1. Import dependencies

# === data preprocess === 
import cv2
from PIL import Image
import torchvision.transforms as transforms

# === model(maybe choose one?) ===
import torchvision.models as models
import timm
from transformers import AutoModelForImageClassification

# === this visualization tool ===
from easy_gradcam.classification import EasyGradCAM
from easy_gradcam.visualization import save_heatmap, save_mix_heatmap

2. Load a model

You can use different backbones:

# Example 1: ResNet-50 (from torchvision)
model = models.resnet50(pretrained=True)   # targets: "layer4"

# Example 2: ViT (from timm)
model = timm.create_model("vit_base_patch16_224_miil", pretrained=True)   # targets: "blocks.10"

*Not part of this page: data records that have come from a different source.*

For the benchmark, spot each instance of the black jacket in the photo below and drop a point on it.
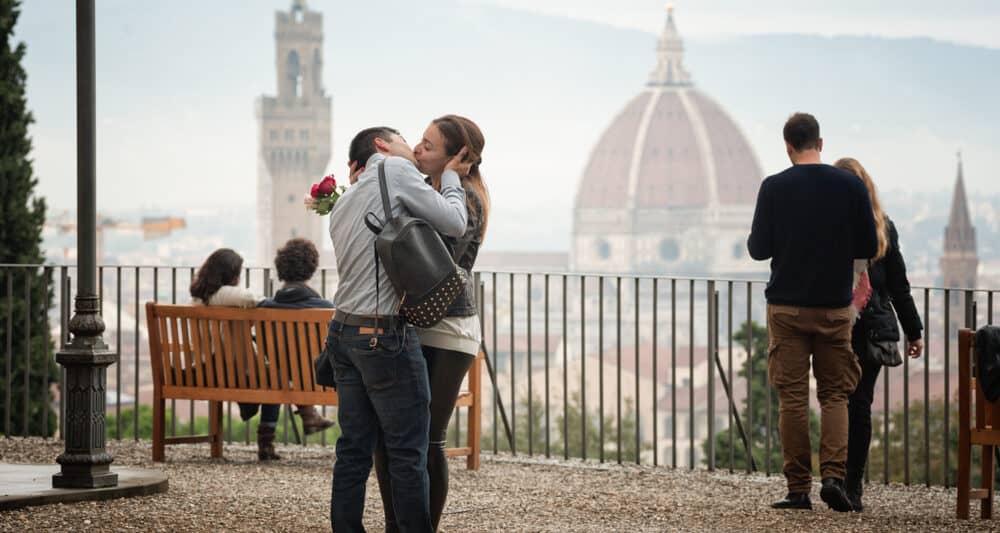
(812, 221)
(468, 245)
(296, 296)
(890, 292)
(988, 361)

# Example 3: DINOv2 (from Hugging Face)
model = AutoModelForImageClassification.from_pretrained(
    "facebook/dinov2-small-imagenet1k-1-layer"
) # targets: "dinov2.encoder.layer.11"

# Example 4: Your own model
model = CustomModel(...)

model.eval()

2.1 Identify target layers

To find the correct target layer names for your model, you can print the model architecture:

print(model)

3. Prepare an image

img_path = "./exp1.jpg"
# 1. Use OpenCV to read an image (choose one)
img = cv2.imread(img_path)
img = cv2.cvtColor(img, cv2.COLOR_BGR2RGB)

# 2. Use Pillow to read an image (choose one)
img = Image.open(img_path).convert("RGB")
img = np.array(img)

totensor = transforms.ToTensor()
resize = transforms.Resize((224, 224))
normalize = transforms.Normalize([0.485, 0.456, 0.406],
                                 [0.229, 0.224, 0.225])

t = totensor(img)
t = resize(t)
t = normalize(t)
t = t.unsqueeze(0)  # add batch dimension

4. Compute Grad-CAM

# Example 1: single target layer (choose one)
gradcam = EasyGradCAM(model, targets="dinov2.encoder.layer.11")

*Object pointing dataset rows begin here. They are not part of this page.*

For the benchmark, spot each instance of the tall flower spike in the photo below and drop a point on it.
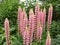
(50, 17)
(25, 21)
(7, 33)
(39, 31)
(18, 20)
(48, 40)
(37, 10)
(44, 16)
(31, 24)
(26, 37)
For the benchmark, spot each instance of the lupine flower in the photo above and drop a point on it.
(50, 16)
(19, 14)
(26, 37)
(48, 40)
(37, 10)
(44, 17)
(25, 22)
(31, 24)
(39, 30)
(7, 33)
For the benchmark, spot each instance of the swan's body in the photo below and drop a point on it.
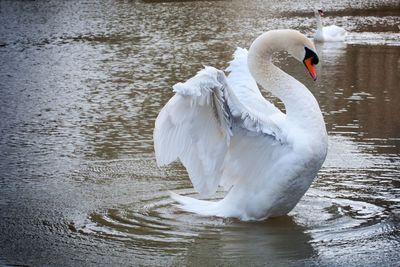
(225, 133)
(330, 33)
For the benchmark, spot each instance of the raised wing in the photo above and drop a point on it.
(255, 113)
(196, 124)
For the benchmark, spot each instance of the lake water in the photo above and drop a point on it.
(81, 83)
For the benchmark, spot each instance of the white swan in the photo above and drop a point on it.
(225, 133)
(330, 33)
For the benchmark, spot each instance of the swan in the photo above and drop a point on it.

# Example 2: multiple target layers (choose one)
gradcam = EasyGradCAM(model, targets=["dinov2.encoder.layer.10", "dinov2.encoder.layer.11"])  

# Extract features and gradients
feats, grads = gradcam.cal_feat_and_grad(t)

# Generate heatmaps
heats = gradcam.cal_heats(img, feats, grads)

5. Save results

from pathlib import Path
output_path = Path("results")
output_path.mkdir(parents=True, exist_ok=True)

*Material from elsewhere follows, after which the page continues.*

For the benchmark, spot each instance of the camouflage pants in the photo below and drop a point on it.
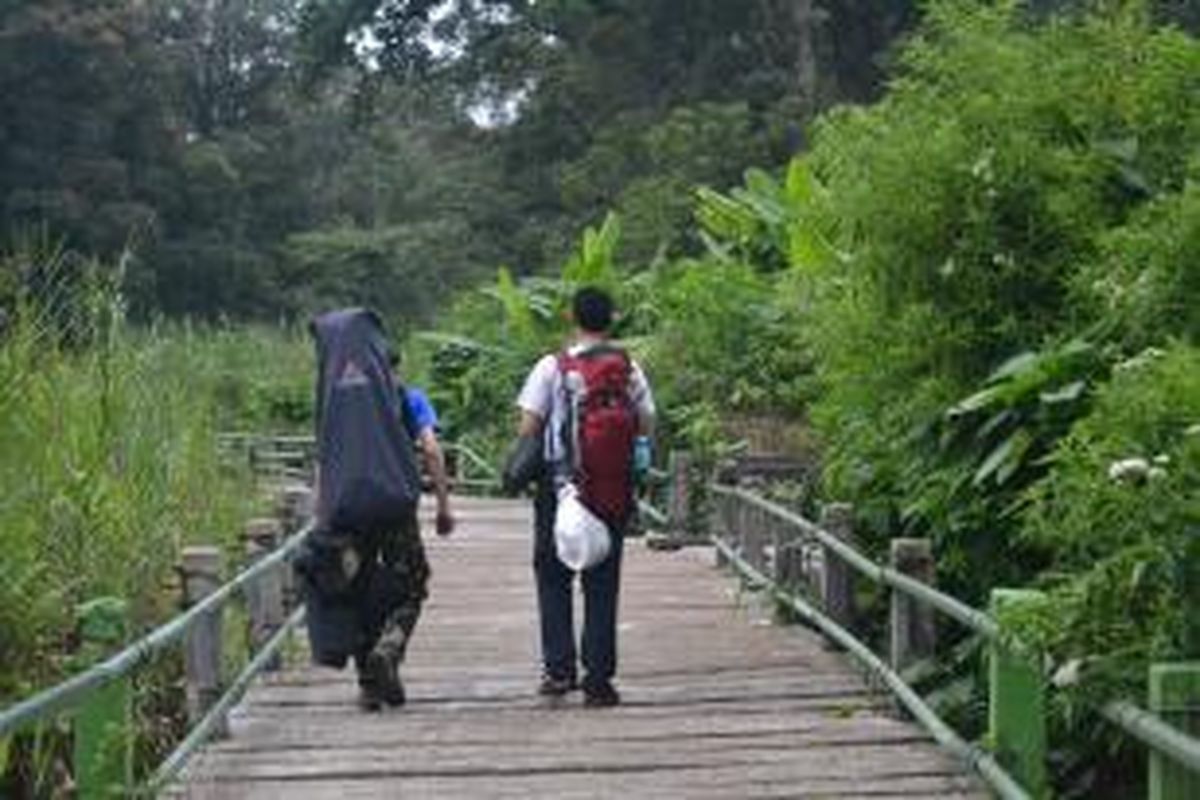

for i in range(len(heats)):
    for name in heats[i]:
        # Save plain heatmap
        save_heatmap(
            save_path=f"{output_path}/{img_path}-{i}-{name}.jpg",
            heat=heats[i][name],
            cmap="jet",
            title="grad-cam"
        )

        # Save overlay with original image
        save_mix_heatmap(
            save_path=f"{output_path}/{img_path}-{i}-{name}-mix.jpg",
            heat=heats[i][name],
            ori_img=img,
            cmap="jet"
        )

Example Output

• results/0-dinov2.encoder.layer.11.jpg: heatmap only
• results/0-dinov2.encoder.layer.11-mix.jpg: heatmap overlay on the input image

Notes

• Make sure the target layer you pass matches the internal structure of the model.
• Pretrained models from torchvision, timm, and Hugging Face are supported.
• Heatmaps are saved as .jpg files in the results/ directory.